An Iran-linked hacking group known as Handala Hack Team has claimed responsibility for cyberattacks against two major companies on March 11, targeting medical technology manufacturer Stryker Corporation and payment technology firm Verifone.
The two incidents are currently at very different stages of verification. Stryker has confirmed a cyber incident affecting parts of its network infrastructure. Verifone has not reported a breach and has stated it has found no evidence supporting the claims made by the group.
Stryker confirms network disruption following cyber incident
Reports indicate that Stryker experienced a cyberattack that caused disruption to some of its internal systems. According to statements from the company, the incident affected parts of its Microsoft-based network environment.
Stryker said it detected the issue and moved quickly to contain the activity. The company stated there was no evidence of ransomware or malware deployment at the time of the announcement. However, the company has not disclosed how attackers gained access or whether any data was exfiltrated.
Stryker is one of the largest medical device manufacturers in the world, producing surgical equipment, orthopedic implants, and hospital technology systems used globally. Because of the company’s role in healthcare supply chains, even limited disruptions to corporate systems can attract attention from regulators and healthcare providers.
Hackers claim large-scale impact at Stryker
In posts published on its official website, Handala claimed responsibility for the attack and claimed that it had wiped more than 200,000 systems, servers, and mobile devices while extracting 50 terabytes of data.
The group also claimed Stryker operations across 79 countries were forced to shut down. These figures have not been verified by Stryker or independent investigators. At the time of writing, Stryker has not confirmed the claims made by the hacking group about the scale of damage.
However, the group says it plans to release proof-of-concept (PoC) material in the coming days to demonstrate how the alleged breach of Stryker Corporation was carried out.
Verifone breach claim remains unverified
The same group also announced a separate operation targeting Verifone, a global provider of payment terminals and transaction processing technology used in retail and financial systems.
The hackers claimed they breached internal systems and extracted financial and transaction-related data. They also asserted that the attack disrupted payment systems and point-of-sale terminals. So far, there is no confirmation of those claims.
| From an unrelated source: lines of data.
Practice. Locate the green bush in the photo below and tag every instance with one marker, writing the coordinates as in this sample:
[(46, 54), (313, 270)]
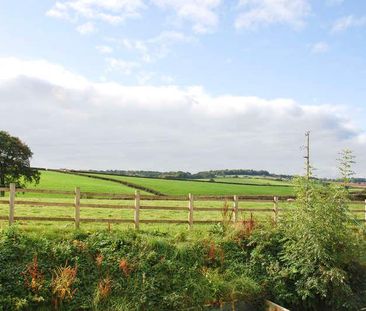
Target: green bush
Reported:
[(128, 271), (312, 259)]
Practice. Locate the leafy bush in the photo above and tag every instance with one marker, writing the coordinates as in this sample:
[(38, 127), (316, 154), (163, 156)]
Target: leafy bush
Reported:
[(311, 260), (129, 271)]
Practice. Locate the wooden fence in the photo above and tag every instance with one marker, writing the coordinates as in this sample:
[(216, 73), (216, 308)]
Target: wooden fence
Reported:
[(136, 206)]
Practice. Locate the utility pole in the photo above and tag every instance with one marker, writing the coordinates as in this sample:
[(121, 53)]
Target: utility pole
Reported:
[(307, 156)]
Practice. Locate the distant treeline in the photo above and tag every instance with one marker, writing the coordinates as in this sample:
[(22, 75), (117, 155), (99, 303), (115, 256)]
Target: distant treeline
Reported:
[(200, 175)]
A Verifone spokesperson told media outlets that the company had reviewed the allegations and found no evidence that its systems were compromised. The company also said it was not observing any disruption to services used by customers, and no outages affecting Verifone payment terminals or payment processing infrastructure have been reported publicly.
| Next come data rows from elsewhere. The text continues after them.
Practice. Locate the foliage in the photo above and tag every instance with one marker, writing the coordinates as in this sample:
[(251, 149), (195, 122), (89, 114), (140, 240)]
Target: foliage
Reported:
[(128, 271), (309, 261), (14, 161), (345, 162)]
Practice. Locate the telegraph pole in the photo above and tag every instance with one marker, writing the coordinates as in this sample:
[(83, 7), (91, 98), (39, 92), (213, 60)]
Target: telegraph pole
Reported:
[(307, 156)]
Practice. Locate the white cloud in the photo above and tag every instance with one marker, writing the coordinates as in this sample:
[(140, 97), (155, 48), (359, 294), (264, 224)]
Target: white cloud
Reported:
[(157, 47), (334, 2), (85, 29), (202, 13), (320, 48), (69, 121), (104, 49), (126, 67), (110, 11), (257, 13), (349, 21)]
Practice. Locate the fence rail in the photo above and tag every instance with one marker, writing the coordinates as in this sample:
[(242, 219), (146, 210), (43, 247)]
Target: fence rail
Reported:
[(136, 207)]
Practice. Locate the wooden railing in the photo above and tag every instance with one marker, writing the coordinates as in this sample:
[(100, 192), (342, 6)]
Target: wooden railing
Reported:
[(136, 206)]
Screenshots released as proof
Hackread.com can confirm that Handala hackers have released several screenshots that appear to show internal administrative interfaces connected to Verifone systems. The images include:
- IIS configuration consoles
- Device management dashboards
- Windows server administration panels
- Pages labeled RAU Management System
- Internal data tables referencing terminals and system activity
While such screenshots can indicate access to internal environments, they do not independently confirm when the access occurred or whether the systems belong to active production networks.
Handala has previously conducted operations framed as retaliation linked to regional geopolitical tensions. The language used in its announcements includes political messaging and warnings directed at governments and corporations.
Groups operating in this space often combine cyber operations with information campaigns designed to increase visibility of the attack. However, attribution and operational impact usually become clearer only after forensic analysis, company disclosures, or data leaks appear.